Prompt Caching
To save inference costs, you can enable prompt caching on supported providers and models.
Most providers enable prompt caching automatically, but note that some providers (see Anthropic below) require you to enable this feature on a per-message basis.
When using caching (whether automatically enabled in supported models or via the cache_control
header), Knox Chat will make every effort to continue routing to the same provider to take advantage of warm caches. If the provider that cached the prompt becomes unavailable, Knox Chat will attempt the next best provider.
OpenAI
Caching price changes:
- Cache writes: Free
- Cache reads: Charged at 0.5x the original input price
OpenAI instant caching is automated and requires no additional configuration. The minimum instant cache size is 1024 tokens.
Click here to read more about OpenAI prompt caching and its limitations
Anthropic Claude
Caching price changes:
- Cache writes: Charged at 1.25x the original input price
- Cache reads: Charged at 0.1x the original input price
Fast caching with Anthropic requires using cache_control
breakpoints. The breakpoint count is limited to four, and the cache will expire in five minutes. Therefore, it is recommended to reserve caching breakpoints for large volumes of text (such as character cards, CSV data, RAG data, book chapters, etc.).
Click here to learn more about Anthropic prompt caching and its limitations
cache_control
breakpoints can only be inserted in the text portions of multipart messages.

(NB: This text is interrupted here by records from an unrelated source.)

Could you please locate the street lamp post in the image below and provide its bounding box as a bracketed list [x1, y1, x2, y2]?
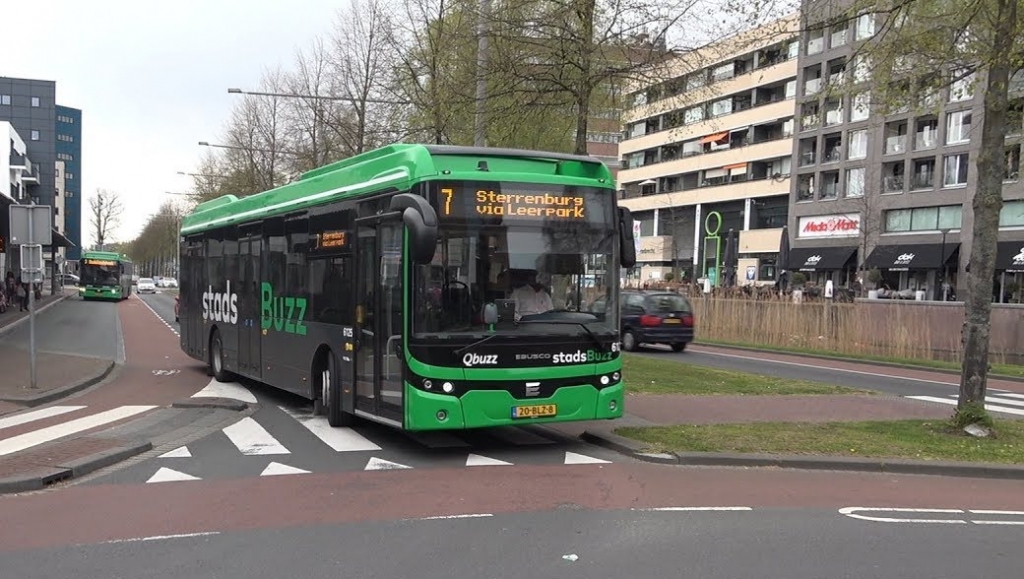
[939, 225, 949, 301]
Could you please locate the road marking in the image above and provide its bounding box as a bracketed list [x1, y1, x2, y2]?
[631, 506, 754, 512]
[415, 512, 494, 521]
[191, 378, 256, 404]
[157, 447, 191, 458]
[565, 451, 611, 464]
[259, 462, 309, 477]
[466, 454, 512, 466]
[903, 396, 1024, 416]
[0, 406, 157, 456]
[278, 406, 381, 452]
[222, 416, 291, 456]
[697, 349, 959, 386]
[135, 294, 181, 338]
[146, 466, 202, 484]
[0, 406, 85, 430]
[100, 531, 220, 545]
[364, 456, 412, 470]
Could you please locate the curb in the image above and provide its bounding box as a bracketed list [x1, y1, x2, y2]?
[580, 430, 1024, 480]
[0, 361, 118, 408]
[693, 341, 1024, 383]
[171, 398, 249, 412]
[0, 441, 153, 494]
[0, 294, 70, 336]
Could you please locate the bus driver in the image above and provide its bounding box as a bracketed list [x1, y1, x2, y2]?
[512, 270, 554, 322]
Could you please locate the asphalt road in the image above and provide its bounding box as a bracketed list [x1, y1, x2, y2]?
[0, 296, 122, 361]
[2, 508, 1024, 579]
[635, 344, 995, 397]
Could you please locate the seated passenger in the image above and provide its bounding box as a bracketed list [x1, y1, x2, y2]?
[512, 270, 554, 322]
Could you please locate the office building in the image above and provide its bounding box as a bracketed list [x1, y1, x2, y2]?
[791, 2, 1024, 300]
[618, 16, 800, 285]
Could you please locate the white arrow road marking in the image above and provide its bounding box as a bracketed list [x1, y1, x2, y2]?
[364, 456, 412, 470]
[466, 454, 512, 466]
[259, 462, 309, 477]
[157, 447, 191, 458]
[223, 416, 291, 455]
[565, 452, 611, 464]
[146, 466, 202, 484]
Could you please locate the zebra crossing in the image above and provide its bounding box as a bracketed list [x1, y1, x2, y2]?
[124, 397, 611, 484]
[904, 388, 1024, 416]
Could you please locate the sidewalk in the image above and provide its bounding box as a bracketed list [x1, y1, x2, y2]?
[0, 288, 115, 405]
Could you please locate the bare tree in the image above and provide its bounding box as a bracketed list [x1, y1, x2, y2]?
[89, 189, 124, 250]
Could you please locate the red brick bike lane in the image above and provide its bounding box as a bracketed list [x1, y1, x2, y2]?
[0, 462, 1024, 551]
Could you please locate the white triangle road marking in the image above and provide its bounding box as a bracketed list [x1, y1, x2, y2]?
[565, 451, 611, 464]
[466, 454, 512, 466]
[259, 462, 309, 477]
[364, 456, 412, 470]
[146, 466, 202, 484]
[157, 447, 191, 458]
[191, 378, 256, 404]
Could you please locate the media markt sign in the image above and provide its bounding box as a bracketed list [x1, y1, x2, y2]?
[797, 213, 860, 239]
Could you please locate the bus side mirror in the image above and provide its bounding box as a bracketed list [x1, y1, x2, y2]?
[391, 193, 437, 263]
[618, 207, 637, 267]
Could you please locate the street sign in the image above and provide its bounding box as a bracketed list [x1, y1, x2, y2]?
[10, 205, 53, 245]
[22, 243, 45, 284]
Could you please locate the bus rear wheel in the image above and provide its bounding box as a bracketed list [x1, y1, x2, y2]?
[313, 350, 352, 426]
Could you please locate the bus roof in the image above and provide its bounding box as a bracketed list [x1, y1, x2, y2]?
[181, 143, 614, 235]
[82, 251, 131, 263]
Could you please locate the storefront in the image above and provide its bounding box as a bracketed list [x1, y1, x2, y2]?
[864, 243, 961, 300]
[992, 241, 1024, 303]
[790, 246, 857, 286]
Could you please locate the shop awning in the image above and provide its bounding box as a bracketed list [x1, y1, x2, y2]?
[700, 131, 729, 144]
[864, 243, 959, 272]
[790, 246, 857, 272]
[995, 241, 1024, 273]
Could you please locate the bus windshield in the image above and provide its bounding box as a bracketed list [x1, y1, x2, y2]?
[79, 260, 121, 286]
[413, 182, 617, 337]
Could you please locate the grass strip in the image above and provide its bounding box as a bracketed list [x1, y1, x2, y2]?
[615, 420, 1024, 464]
[623, 354, 874, 396]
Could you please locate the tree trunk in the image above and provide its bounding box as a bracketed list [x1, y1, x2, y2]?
[957, 0, 1017, 408]
[573, 0, 597, 155]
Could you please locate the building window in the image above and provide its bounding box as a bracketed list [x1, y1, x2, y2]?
[885, 205, 964, 234]
[946, 111, 971, 144]
[854, 14, 874, 40]
[846, 130, 867, 160]
[846, 167, 865, 197]
[942, 153, 968, 187]
[999, 200, 1024, 228]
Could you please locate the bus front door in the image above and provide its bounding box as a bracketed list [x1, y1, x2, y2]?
[355, 215, 403, 425]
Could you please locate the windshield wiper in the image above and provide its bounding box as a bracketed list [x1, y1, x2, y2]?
[512, 320, 604, 351]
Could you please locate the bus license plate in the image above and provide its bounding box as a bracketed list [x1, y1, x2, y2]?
[512, 404, 558, 418]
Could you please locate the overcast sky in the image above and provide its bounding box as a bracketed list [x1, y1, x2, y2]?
[0, 0, 347, 246]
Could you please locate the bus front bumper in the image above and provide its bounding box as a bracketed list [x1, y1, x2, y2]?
[404, 382, 625, 430]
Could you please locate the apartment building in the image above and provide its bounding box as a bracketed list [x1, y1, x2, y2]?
[617, 15, 800, 285]
[790, 1, 1024, 300]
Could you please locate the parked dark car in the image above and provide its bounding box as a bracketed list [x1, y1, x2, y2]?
[620, 289, 693, 351]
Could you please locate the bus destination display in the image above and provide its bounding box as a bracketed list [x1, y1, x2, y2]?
[437, 187, 587, 221]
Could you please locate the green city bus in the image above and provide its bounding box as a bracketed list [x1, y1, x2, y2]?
[179, 144, 636, 430]
[78, 251, 135, 300]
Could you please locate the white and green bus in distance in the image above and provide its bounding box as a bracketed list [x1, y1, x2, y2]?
[179, 144, 636, 430]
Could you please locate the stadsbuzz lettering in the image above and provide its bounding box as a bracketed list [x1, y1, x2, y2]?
[203, 281, 239, 324]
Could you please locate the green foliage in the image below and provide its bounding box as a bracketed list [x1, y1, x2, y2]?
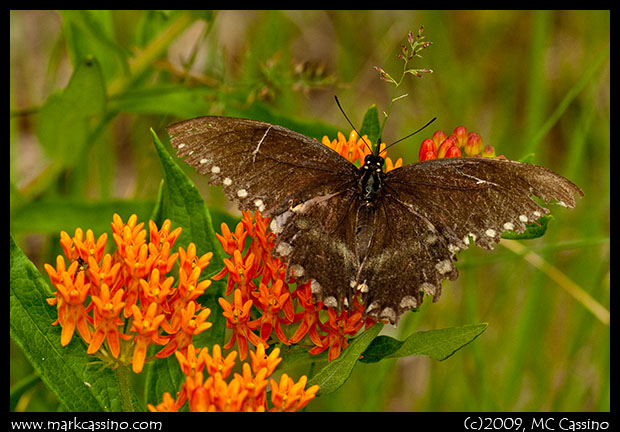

Example of system message caching:
{
"messages": [
{
"role": "system",
"content": [
{
"type": "text",
"text": "You are a historian studying the fall of the Roman Empire. You know the following book very well:"
},
{
"type": "text",
"text": "HUGE TEXT BODY",
"cache_control": {
"type": "ephemeral"
}
}
]
},
{
"role": "user",
"content": [
{
"type": "text",
"text": "What triggered the collapse?"
}
]
}
]
}
Example of User Message Caching:
{
"messages": [
{
"role": "user",
"content": [
{
"type": "text",
"text": "Given the book below:"
},
{
"type": "text",
"text": "HUGE TEXT BODY",
"cache_control": {
"type": "ephemeral"
}
},
{
"type": "text",
"text": "Name all the characters in the above book"
}
]
}
]
}
DeepSeek
Caching Price Changes:
- Cache Write: Charged at the original input price
- Cache Read: Charged at 0.1x the original input price
DeepSeek Prompt caching is automatic and requires no additional configuration.